Failure to Provide Sufficient Nursing Staff for Resident Care Needs
Penalty
Summary
The facility failed to provide sufficient nursing staff to meet the daily needs of all residents, as evidenced by the absence of Certified Nursing Assistants (CNAs) on duty during a specific shift and lack of documentation for care provided. Medical record reviews for three residents with significant care needs, including diagnoses such as obstructive hypertrophic cardiomyopathy, myasthenia gravis, schizophrenia, Parkinson's disease, and adult failure to thrive, revealed gaps in documentation of activities of daily living (ADL) care, particularly between 3:00 P.M. and 7:00 P.M. on a specified date. For these residents, task sheets showed either no documentation or infrequent documentation of personal hygiene and toileting assistance, despite their dependence on staff for these tasks. Interviews with residents, their representatives, and staff confirmed ongoing staffing shortages, especially the absence of CNAs during the identified shift. Residents and their representatives reported delays in call light responses, unmet care needs, and instances where residents remained in soiled briefs or received late medications. Staff interviews corroborated these accounts, with LPNs and CNAs stating that they sometimes worked without adequate support, leading to prioritization of care and difficulty fulfilling all resident needs.
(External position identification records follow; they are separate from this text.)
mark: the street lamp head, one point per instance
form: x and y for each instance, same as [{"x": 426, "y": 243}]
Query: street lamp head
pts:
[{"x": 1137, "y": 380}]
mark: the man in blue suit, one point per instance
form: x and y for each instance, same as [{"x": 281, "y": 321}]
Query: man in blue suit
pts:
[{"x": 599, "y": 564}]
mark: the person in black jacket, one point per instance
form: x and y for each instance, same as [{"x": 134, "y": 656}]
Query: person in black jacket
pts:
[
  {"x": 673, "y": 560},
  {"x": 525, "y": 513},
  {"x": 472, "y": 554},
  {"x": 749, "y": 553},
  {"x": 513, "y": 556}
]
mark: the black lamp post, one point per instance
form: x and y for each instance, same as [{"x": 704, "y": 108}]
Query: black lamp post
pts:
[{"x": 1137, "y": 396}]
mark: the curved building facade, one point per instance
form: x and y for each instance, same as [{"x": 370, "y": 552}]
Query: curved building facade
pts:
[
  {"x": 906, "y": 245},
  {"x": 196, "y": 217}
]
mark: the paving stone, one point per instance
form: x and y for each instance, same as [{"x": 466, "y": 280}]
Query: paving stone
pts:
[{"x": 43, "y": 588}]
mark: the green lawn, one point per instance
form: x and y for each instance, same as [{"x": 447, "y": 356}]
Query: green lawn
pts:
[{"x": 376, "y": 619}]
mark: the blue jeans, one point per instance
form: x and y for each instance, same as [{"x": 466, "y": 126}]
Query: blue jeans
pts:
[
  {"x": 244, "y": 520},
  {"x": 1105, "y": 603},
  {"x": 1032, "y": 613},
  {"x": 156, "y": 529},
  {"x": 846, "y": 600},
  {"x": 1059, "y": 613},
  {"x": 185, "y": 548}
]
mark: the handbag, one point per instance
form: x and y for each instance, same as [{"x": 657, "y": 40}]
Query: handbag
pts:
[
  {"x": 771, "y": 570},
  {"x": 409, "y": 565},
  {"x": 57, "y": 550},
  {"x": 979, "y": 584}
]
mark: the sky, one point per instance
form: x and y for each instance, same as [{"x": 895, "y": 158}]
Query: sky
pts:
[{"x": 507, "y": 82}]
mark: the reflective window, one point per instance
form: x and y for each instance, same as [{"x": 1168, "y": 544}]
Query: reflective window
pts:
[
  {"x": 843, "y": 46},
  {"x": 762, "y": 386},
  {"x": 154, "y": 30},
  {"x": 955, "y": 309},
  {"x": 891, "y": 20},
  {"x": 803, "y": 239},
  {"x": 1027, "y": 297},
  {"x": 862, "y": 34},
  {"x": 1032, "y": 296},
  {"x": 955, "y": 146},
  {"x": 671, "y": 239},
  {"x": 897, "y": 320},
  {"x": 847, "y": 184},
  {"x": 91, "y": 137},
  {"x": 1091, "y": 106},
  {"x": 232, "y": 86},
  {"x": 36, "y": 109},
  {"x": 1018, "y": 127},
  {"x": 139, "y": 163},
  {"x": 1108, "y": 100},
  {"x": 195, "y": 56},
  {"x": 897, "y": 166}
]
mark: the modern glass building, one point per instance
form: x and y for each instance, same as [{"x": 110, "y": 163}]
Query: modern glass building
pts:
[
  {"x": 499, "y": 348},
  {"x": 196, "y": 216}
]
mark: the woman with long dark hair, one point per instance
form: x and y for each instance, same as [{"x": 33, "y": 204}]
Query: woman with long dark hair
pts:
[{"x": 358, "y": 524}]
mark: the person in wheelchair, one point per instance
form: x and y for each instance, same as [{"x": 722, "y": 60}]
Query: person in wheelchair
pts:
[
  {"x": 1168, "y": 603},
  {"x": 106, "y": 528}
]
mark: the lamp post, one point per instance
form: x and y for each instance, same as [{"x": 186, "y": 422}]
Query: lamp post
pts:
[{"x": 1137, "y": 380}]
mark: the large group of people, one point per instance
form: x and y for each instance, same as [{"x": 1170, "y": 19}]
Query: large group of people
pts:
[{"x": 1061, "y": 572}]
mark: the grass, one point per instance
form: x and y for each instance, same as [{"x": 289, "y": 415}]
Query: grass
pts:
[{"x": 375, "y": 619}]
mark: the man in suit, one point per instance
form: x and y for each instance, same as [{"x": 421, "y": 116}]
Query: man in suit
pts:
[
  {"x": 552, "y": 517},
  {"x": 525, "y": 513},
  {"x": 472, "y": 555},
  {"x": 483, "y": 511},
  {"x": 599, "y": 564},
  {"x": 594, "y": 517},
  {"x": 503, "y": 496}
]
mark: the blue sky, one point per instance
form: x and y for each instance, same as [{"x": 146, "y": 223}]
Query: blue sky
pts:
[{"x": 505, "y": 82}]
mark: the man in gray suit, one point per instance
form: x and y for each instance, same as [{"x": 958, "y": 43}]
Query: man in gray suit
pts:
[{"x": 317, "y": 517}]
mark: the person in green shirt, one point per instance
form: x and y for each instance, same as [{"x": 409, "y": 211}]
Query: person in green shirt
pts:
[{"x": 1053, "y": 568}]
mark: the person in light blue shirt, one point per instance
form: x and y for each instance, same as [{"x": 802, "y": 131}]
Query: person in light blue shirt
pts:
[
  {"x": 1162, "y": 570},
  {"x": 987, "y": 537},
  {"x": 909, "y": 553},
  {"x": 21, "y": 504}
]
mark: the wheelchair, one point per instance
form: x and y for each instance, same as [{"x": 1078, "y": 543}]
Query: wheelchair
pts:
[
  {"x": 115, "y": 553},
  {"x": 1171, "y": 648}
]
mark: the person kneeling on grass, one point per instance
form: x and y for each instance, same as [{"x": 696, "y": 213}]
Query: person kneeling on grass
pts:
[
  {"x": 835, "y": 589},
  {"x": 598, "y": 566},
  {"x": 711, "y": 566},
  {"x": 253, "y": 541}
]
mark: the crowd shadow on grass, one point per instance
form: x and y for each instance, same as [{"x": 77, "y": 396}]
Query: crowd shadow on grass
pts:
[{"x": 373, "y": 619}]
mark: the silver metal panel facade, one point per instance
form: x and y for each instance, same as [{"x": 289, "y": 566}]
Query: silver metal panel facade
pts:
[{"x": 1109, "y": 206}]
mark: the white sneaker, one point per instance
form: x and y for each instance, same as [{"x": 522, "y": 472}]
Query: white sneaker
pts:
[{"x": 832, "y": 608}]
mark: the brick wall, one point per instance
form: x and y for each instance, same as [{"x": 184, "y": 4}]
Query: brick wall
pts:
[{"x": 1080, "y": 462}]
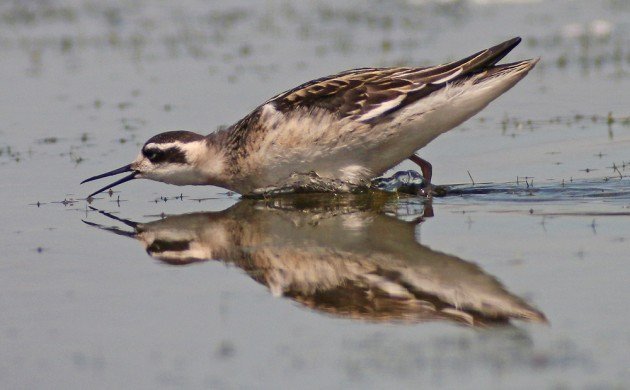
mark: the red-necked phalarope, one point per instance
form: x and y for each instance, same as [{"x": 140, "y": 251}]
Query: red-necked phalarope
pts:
[{"x": 349, "y": 127}]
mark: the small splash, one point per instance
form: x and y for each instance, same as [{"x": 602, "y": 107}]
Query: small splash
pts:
[{"x": 407, "y": 182}]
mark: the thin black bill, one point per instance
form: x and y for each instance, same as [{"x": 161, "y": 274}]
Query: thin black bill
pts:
[{"x": 126, "y": 168}]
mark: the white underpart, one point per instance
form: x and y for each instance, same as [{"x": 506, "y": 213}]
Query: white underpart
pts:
[{"x": 354, "y": 151}]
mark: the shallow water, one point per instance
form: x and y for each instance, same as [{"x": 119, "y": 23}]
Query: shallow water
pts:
[{"x": 538, "y": 212}]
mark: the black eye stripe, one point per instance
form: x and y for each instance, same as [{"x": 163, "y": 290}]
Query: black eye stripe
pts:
[{"x": 171, "y": 155}]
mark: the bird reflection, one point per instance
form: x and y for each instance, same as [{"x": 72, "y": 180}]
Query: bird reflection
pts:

The facility's own assessment tool outlined required CNA-to-resident ratios for each shift, which were not met during the period in question. Timecard reviews confirmed no CNAs were present during the critical hours, and the administrator was unable to verify that required care was provided outside of what was documented. Multiple complaints and interviews further substantiated the deficiency in staffing and the resulting lack of timely and adequate care for residents.